AS the anniversary of Charlotte Blackman’s death after a 400-ton rockfall near Burton Bradstock nears and the cliffs continue to collapse, the warnings are that someone else could die.

Repeated warnings and safety advice are being ignored despite another rockfall near Charmouth, says Phil Davidson, geologist at Charmouth Heritage Coast Centre.

He said: “The bottom line is they could die and people have. You wouldn’t be out of order saying that to people.

“Even the size of a golf ball falling from the cliffs could be fatal.

“People are putting their lives on the line going too close.

“It doesn’t matter how many signs you put up people will either not read them or ignore them.

“Nobody wants a repeat of what happened to Charlotte.
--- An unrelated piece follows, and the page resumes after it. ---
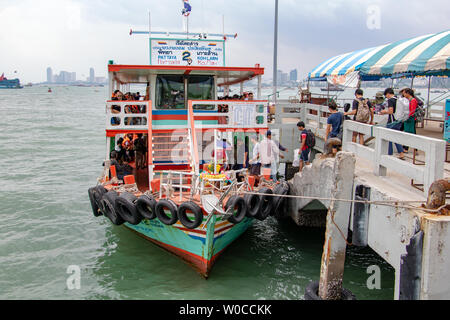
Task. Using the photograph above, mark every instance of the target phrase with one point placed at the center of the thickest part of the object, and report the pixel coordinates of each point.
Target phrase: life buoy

“That’s why the council and the Jurassic coast team employ the fossil warden for the school holidays to walk up and down the beach in Charmouth and Lyme to basically talk people down or away from the cliffs.”

As our picture, inset, of West Bay last weekend shows safety calls are going unheeded with people even pitching tents right next to rock falls .

Mr Davidson added: “If something has fallen that day or the day before the area that has fallen is going to be very weak and prone to more falling down.

“In some cases you get people wanting to go and look even as it is tumbling and falling down.

“It is lunacy.”

He said the very wet winter, followed by warmer weather and severe storms had exacerbated the situation.

And the cliff at Cain’s Folly near Charmouth is crumbling, experts have said. The Charmouth cliff fall was witnessed by members of the public on the beach who alerted Portland Coastguard shortly after 6pm on Sunday, June 15.

Lyme Regis Coastguards rushed to the scene to check nobody was injured and advised members of the public that cliffs in the area remain unstable, and to adhere to safety advice signs.

It was after the wet weather in the summer of 2012 that 22-year-old holidaymaker Charlotte Blackman was killed by a rockfall.

At the inquest her father Kevin said the fall happened ‘in the blink of an eye’.

Two days after Miss Blackman died, another ‘sizeable’ landslip also took place 1,000 metres east of Charmouth.

Cain's Folly, part of the cliff face at Stonebarrow Hill, is about 140 metres high but 50 metres lower than neighbouring Golden Cap, the highest cliff on the south coast.

'Take as much care as possible'

ROB Rhodes, head warden and countryside manager for the National Trust in West Dorset, which owns land near Stonebarrow Hill, said they were constantly monitoring the situation in Charmouth.

He added: “I cannot stress the importance of our safety message for the public following the cliff fall.

“We would strongly urge them to adhere to the safety notices around that area and to keep an eye on the tide so that they do not get cut off.

“It's also important for people to take as much care as possible and keep away from the cliff edge.”

Richard Edmonds, earth science manager for Dorset County Council's Jurassic Coast team, added that it is impossible to predict where the next rock fall or landslide may take place - but because of this it is even more important that people heed the safety warnings.